Dickens presents an interesting idea, which is that acts of injustice do not arise from an individual’s inherent badness but from a desire to impress a circle of acquaintances who value such acts. I think that in our society we are aware of the consequences of “falling in with the wrong crowd,” but when bad things happen, we tend to focus on the individuals most proximally responsible rather than the subculture that nurtured them. It’s a tricky thing to address, though. There’s a fine line between inviting and enabling people to participate in wider society and imposing and enforcing social conformity. Is there a way for a free society to also ensure cohesiveness? Or is there an unavoidable trade-off between liberty and social harmony?
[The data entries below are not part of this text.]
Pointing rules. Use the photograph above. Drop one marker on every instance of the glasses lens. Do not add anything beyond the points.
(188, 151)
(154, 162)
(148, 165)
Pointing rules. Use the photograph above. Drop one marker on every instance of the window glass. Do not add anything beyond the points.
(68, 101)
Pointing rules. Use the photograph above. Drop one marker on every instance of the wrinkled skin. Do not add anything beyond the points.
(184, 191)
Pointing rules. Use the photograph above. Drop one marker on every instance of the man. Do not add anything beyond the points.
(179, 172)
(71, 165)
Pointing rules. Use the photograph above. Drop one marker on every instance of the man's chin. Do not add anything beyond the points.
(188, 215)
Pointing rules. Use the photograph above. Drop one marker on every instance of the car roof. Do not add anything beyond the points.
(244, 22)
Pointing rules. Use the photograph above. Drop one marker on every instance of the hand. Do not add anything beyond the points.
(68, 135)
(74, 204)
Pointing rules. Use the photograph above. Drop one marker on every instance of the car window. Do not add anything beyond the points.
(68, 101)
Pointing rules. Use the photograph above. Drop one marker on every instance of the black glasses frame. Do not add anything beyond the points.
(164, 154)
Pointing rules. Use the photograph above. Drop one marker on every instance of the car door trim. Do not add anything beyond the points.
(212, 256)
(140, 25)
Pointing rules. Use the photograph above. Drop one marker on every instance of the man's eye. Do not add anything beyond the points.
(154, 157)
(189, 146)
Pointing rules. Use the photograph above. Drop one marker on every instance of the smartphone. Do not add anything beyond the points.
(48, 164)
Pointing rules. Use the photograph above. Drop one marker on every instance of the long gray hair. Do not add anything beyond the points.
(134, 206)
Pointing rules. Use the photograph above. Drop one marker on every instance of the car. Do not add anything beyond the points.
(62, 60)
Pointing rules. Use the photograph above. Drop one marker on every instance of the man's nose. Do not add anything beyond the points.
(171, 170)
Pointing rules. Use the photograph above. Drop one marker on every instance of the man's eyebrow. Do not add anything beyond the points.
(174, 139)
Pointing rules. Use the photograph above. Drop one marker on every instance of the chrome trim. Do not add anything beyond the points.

6 comments on “The Wrong Crowd

  1. Legendumst says:

    A poignant question in this day and age, isn't it. Take politics, for example. Must libertarianism defy its own premise and install an enlightened oligarchy to prevent the libertarian utopia from imploding, or strive for anarchism and hope that people will behave on their own accord?
    I am convinced that most moral values — unless they are a product of evolution, perhaps — root in culture and therefore differ from society to society, even from group to group. Some are easier to reconcile than others, but discrepancies always have and always will exist, and to some extent we do need an authority, an arbiter, to keep things in check, and to impose the moral kernel of a liberal society: “Be tolerant, do not harm others, nor violate their freedom”. “Live and let live”, as it were.
    But we must also be aware of the dangers of tolerance led ad absurdum. There's a great South Park episode on the subject, “The Death Camp of Tolerance”. If you manage to get past the tragedy of Lemmiwinks, it can teach you a valuable lesson on the nature and limits of tolerance.

  2. Sylvia says:

    Yes, it's ironic that freedom must be protected by force. But people will insist on imposing themselves on others.
    I really should watch South Park. They seem to cover all sorts of interesting topics.

  3. Stefanie says:

    What fascinating questions you ask! The individual and society are intertwined to be sure. But when an individual commits a crime, even if it was supported and promoted by a certain societal element, the law cannot prosecute society so the individual must take the rap.
    But utopian social harmony is terrifying to me too. What sort of brainwashing and conformity would be required for such an achievement? There must be a happy medium somewhere. Maybe.

  4. Sylvia says:

    You're right, social engineering always has the danger of becoming a tool of totalitarianism. But I think there are ways to encourage good behaviour without infringing on people's rights.

  5. びっくり says:

    The worst things I did as a youth were actually completely associated with acceptance issues. Interesting observations. I guess our expectation is that as we become adults, we are responsible to handle these things. I'll be thinking about this all day.
    Also, I can't hear Hawke's name without wondering if his drunk driving accident was the earliest literary reference to same.

  6. Sylvia says:

    I just got to that accident but don't know what the aftermath was yet. Perhaps there is drunk driving in classical literature…?

Comments are closed.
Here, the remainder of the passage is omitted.